I just don't know what world that comment would come from, you know? We live in the real world, he told an ABC interviewer. Again, it's talking about things that, you know, may pander to a particular group or sound good at the time, but it just simply is not founded in reality. He also indicated that he would not trust Bachmann to oversee the economy as president, criticizing her opposition to raising the federal debt limit and her assertion that the consequences of the U.S. defaulting on its debt would not be severe.

But assuming Huntsman is serious about accepting the vice-president slot on a Bachmann ticket, and if Bachmann wins the nomination -- which is far from certain, as she faces steep competition from Perry and Mitt Romney -- other questions remain.

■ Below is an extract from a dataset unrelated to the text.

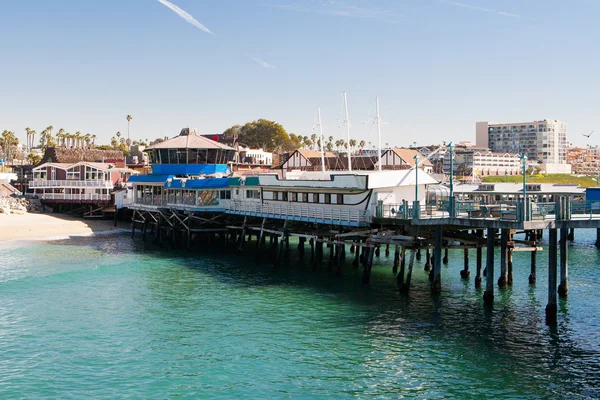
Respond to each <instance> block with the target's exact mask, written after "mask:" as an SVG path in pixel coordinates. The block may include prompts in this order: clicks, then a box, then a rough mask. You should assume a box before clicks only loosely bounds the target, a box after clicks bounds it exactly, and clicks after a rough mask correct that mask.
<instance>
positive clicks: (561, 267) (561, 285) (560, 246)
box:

The first is whether Bachmann would choose Huntsman as her running mate. While not inconceivable, this seems highly unlikely, given Bachmann's stated commitment to strongly conservative policies and her track record of avoiding compromise, particularly in the debt-ceiling debate. If she did in fact pick Huntsman, it would probably be in the hopes that having a center-right candidate on her ticket would extend her voter base beyond the Tea Party and others on the far right. But on the other hand, such a strategy would risk alienating both groups, and Bachmann surely knows that.

Huntsman is probably hoping to gain support by casting himself as the candidate most willing to work with others, regardless of ideology. But for better or for worse, with his poll numbers stuck in the low single digits, the prospect of a Bachmann-Huntsman ticket seems very remote.